Per questo, forse, la domanda andrebbe spostata: più che chiedersi come lo stigma influisca su “chi convive con l’obesità”, può essere più accurato domandarsi in che modo lo stigma sociale e culturale legato al peso incida sull’autostima e sulle relazioni di chi vive in corpi non conformi agli standard di magrezza.
Lo stigma legato al peso ha un impatto diretto sull’autostima. Crescere in una cultura che associa la magrezza a valore, successo e desiderabilità significa interiorizzare presto l’idea di “valere meno” se non si rientra in quegli standard.
Questo condiziona le relazioni affettive e sociali: molte persone temono di non essere desiderate, di essere rifiutate o ridicolizzate. Lo stigma può tradursi in discriminazioni concrete, ma anche in auto-esclusione. Tutto ciò erode la possibilità di costruire legami sicuri e autentici.
In che modo le emozioni, come ansia o stress, possono influenzare il rapporto con il cibo e favorire comportamenti disfunzionali?
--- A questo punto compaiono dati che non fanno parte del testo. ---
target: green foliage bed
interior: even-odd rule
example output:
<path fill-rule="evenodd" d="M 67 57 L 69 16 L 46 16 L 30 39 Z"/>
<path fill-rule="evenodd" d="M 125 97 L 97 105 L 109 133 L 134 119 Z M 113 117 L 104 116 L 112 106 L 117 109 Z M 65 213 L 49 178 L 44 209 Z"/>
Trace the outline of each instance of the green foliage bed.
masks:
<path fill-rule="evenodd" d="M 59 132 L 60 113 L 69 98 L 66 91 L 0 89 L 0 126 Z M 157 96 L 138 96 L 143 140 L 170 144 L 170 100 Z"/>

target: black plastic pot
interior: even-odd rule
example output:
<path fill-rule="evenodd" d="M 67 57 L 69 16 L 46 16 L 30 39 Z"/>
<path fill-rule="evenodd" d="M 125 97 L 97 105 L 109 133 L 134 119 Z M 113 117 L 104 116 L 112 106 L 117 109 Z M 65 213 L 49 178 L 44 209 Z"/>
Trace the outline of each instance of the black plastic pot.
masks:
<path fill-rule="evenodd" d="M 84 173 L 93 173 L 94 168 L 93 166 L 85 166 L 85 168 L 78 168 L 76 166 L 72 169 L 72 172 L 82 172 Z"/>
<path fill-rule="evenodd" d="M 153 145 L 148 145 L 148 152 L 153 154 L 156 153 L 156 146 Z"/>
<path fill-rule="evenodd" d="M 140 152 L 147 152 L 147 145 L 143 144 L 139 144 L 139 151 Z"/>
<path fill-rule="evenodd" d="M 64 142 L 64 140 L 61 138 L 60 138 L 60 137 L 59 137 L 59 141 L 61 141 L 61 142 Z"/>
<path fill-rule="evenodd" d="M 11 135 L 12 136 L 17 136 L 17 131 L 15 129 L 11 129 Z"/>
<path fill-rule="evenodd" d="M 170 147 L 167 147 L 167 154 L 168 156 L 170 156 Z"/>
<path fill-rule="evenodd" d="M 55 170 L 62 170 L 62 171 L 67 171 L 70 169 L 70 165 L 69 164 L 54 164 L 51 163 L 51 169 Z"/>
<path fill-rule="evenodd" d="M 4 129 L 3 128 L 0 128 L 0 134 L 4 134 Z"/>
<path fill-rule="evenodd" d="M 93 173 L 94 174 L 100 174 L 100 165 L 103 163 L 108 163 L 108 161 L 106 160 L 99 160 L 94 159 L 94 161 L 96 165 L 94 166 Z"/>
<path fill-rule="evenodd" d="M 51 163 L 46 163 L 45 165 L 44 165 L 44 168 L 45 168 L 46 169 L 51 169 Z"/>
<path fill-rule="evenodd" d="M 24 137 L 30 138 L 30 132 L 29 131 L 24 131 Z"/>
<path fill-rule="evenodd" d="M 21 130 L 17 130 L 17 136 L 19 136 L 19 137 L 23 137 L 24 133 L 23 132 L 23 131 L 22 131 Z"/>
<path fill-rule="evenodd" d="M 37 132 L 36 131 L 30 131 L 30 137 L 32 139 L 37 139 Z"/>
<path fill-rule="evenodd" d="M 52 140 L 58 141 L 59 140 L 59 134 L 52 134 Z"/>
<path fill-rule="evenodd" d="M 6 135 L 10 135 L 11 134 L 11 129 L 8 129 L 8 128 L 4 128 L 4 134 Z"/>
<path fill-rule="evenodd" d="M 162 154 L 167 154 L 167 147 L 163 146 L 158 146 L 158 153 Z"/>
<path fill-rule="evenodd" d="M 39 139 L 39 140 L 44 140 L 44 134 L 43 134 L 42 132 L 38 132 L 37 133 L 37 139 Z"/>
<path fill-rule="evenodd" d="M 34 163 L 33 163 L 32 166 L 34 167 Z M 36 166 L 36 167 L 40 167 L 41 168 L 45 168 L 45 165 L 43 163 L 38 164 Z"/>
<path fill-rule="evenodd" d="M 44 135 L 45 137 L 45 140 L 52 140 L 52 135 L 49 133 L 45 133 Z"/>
Si dà per scontato che chi ha un corpo grande abbia un rapporto “disfunzionale” con il cibo, e si patologizzano comportamenti che spesso hanno invece una funzione adattiva.
Il cibo non è solo nutrimento biologico, ma anche regolazione emotiva e socialità. Ansia e stress possono portare alcune persone a cercare nel cibo una forma di sollievo. Non è di per sé “sbagliato”: è un modo immediato di gestire emozioni difficili. E tutto ciò può riguardare qualsiasi persona, a prescindere dal suo indice di massa corporea.
Può diventare però molto faticoso se diventa l’unico strumento a disposizione, soprattutto quando è accompagnato da senso di colpa o cicli di restrizione–abbuffata tipici della diet culture. Il punto, quindi, non è colpevolizzare chi usa il cibo in questo modo, ma ampliare le strategie di coping: la mindfulness, la scrittura, il movimento consapevole, o il sostegno psicoterapeutico.
Quali strategie psicologiche possono aiutare ad affrontare un percorso di dimagrimento in maniera più sostenibile e serena?
Questa domanda presuppone che chi ha un corpo grande debba necessariamente dimagrire. È lo sguardo tipico della diet culture, che equipara salute e valore personale alla magrezza. Sarebbe più utile domandarsi quali strategie psicologiche possono aiutare a costruire un rapporto più sereno con il proprio corpo e con il cibo, promuovendo benessere a prescindere dal peso.
Le strategie più efficaci non si fondano sull’odio verso il corpo, ma sull’autocompassione e sull’accettazione. Coltivare l’autocompassione, trattandosi con la stessa gentilezza che si riserverebbe a una persona cara.
Praticare l’accettazione corporea, riconoscendo il diritto a vivere bene in ogni corpo, senza rimandare la propria felicità a un futuro dimagrimento. Riconnettersi ai segnali interni, attraverso pratiche di alimentazione intuitiva che privilegiano fame, sazietà e soddisfazione.
Creare ambienti di supporto, cercando comunità e professionistæ che non riducano la persona al peso.
In quest’ottica, la salute non ha a che fare con l’obiettivo di “perdere chili”, ma di vivere con energia, benessere e libertà, indipendentemente dalla taglia.
La dr.ssa Ferrajoli conclude con queste parole
Analizzare le domande poste ci mostra chiaramente quanto lo stigma possa infiltrarsi nel linguaggio. Ogni volta che parliamo di “obesità” come problema da risolvere o di “dimagrimento” come obiettivo inevitabile, rischiamo di rinforzare la narrativa della diet culture.
La psicologia, in un’ottica inclusiva, può accompagnare le persone a riconoscere lo stigma, a liberarsi dal senso di colpa, a costruire spazi, tempi e modi più compassionevoli per sé. Non si tratta di trasformare i corpi, ma di trasformare lo sguardo con cui li guardiamo.